MedCity Influencers

Focusing on IVDs can save more lives and billions in costs

With increased focus on improving the quality, efficacy, and cost-effectiveness of lab tests, the IVD industry can drive great value for patients and the economics of the healthcare system.

In vitro diagnostics (IVD), which involves testing blood or other sample types taken from a patient, has long been a critical part of medicine and an indispensable tool in diagnosing and monitoring diseases, predicting patient prognosis and monitoring therapy. In the last decade, however, the value of IVD has steadily gained recognition among the medical community and, perhaps most importantly, among health-system payers and administrators, because of its potential to save money and lives through earlier diagnosis of medical conditions. The main reason for this is a greater focus on the optimal utilization of laboratory tests, which then drive earlier diagnosis and interventions, saving lives and potentially billions of dollars in health-care-related expenses.
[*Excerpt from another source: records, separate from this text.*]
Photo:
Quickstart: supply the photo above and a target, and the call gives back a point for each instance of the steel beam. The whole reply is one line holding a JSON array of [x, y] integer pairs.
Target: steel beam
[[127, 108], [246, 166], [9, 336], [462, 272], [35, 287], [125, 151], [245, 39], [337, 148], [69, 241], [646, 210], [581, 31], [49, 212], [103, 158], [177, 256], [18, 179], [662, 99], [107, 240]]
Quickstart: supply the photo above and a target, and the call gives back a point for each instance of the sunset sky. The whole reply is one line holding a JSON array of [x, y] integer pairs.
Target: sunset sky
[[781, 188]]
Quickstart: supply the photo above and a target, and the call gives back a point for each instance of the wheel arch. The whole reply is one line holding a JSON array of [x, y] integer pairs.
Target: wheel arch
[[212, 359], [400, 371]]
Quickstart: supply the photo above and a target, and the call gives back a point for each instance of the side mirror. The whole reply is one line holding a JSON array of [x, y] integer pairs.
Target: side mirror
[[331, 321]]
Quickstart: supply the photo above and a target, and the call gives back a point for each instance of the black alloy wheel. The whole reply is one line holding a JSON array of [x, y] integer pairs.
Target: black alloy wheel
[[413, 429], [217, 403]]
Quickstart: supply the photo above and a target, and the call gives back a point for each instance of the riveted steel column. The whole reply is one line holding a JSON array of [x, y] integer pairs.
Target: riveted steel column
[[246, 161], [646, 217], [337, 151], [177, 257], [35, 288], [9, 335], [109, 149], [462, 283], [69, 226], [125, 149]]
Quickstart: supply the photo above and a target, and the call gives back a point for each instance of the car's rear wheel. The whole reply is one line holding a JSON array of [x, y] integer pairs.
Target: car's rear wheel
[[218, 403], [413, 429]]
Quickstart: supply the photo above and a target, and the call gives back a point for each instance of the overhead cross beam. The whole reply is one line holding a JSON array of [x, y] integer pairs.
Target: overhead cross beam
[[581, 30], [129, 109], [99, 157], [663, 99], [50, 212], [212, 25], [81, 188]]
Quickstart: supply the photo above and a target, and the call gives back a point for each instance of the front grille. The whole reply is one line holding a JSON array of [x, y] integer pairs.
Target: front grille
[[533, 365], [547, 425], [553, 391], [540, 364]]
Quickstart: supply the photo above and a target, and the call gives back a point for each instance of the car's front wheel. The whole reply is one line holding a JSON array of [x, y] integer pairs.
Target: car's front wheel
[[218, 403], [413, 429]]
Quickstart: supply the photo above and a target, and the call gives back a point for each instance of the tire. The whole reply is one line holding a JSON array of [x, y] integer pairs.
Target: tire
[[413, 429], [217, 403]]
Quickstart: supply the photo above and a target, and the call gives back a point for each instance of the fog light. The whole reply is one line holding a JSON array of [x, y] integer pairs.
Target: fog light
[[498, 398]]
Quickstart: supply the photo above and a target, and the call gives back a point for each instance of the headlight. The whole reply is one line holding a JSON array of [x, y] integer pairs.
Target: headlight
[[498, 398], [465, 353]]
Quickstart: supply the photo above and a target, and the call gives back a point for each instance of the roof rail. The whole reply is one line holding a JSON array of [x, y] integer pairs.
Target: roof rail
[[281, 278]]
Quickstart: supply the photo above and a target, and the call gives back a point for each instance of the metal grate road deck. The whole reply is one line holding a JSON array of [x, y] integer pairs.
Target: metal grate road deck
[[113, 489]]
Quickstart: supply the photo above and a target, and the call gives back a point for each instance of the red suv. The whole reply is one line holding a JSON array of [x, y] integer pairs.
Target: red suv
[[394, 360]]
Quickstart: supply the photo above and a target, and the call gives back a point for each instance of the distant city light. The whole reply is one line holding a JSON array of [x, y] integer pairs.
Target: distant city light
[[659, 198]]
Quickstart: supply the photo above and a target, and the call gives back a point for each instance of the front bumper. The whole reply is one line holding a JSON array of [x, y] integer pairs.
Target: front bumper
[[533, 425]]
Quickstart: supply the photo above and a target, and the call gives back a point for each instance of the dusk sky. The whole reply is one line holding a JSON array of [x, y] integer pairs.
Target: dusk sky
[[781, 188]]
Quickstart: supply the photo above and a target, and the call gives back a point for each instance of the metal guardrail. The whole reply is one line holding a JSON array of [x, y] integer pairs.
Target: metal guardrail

A classic economic study found that while IVD-related expenses only account for 2 percent of total health care costs, 75 percent of medical decisions are made based, in great part, on this information. While it may be difficult to pinpoint exact numbers, and huge geographical and cultural differences certainly exist, it is unquestionable that in any health care system worldwide, the true value of IVD testing greatly outweighs its costs.

Given this evident value, it is about time healthcare administrators acknowledge this tremendous value and stop looking at the laboratory as a cost center. They should instead consider it a major partner and center of opportunity that brings millions of dollars in savings to their institutions.

One perfect example is acute kidney injury (AKI), a highly prevalent and underdiagnosed condition that some estimates claim is associated with approximately $16 billion in excess annual health care costs in the U.S. alone.  The reason for this tragic and expensive reality is that AKI diagnosis previously relied on creatinine and urine output, and by the time the disease was recognized it was often too late for any intervention to improve patient outcomes.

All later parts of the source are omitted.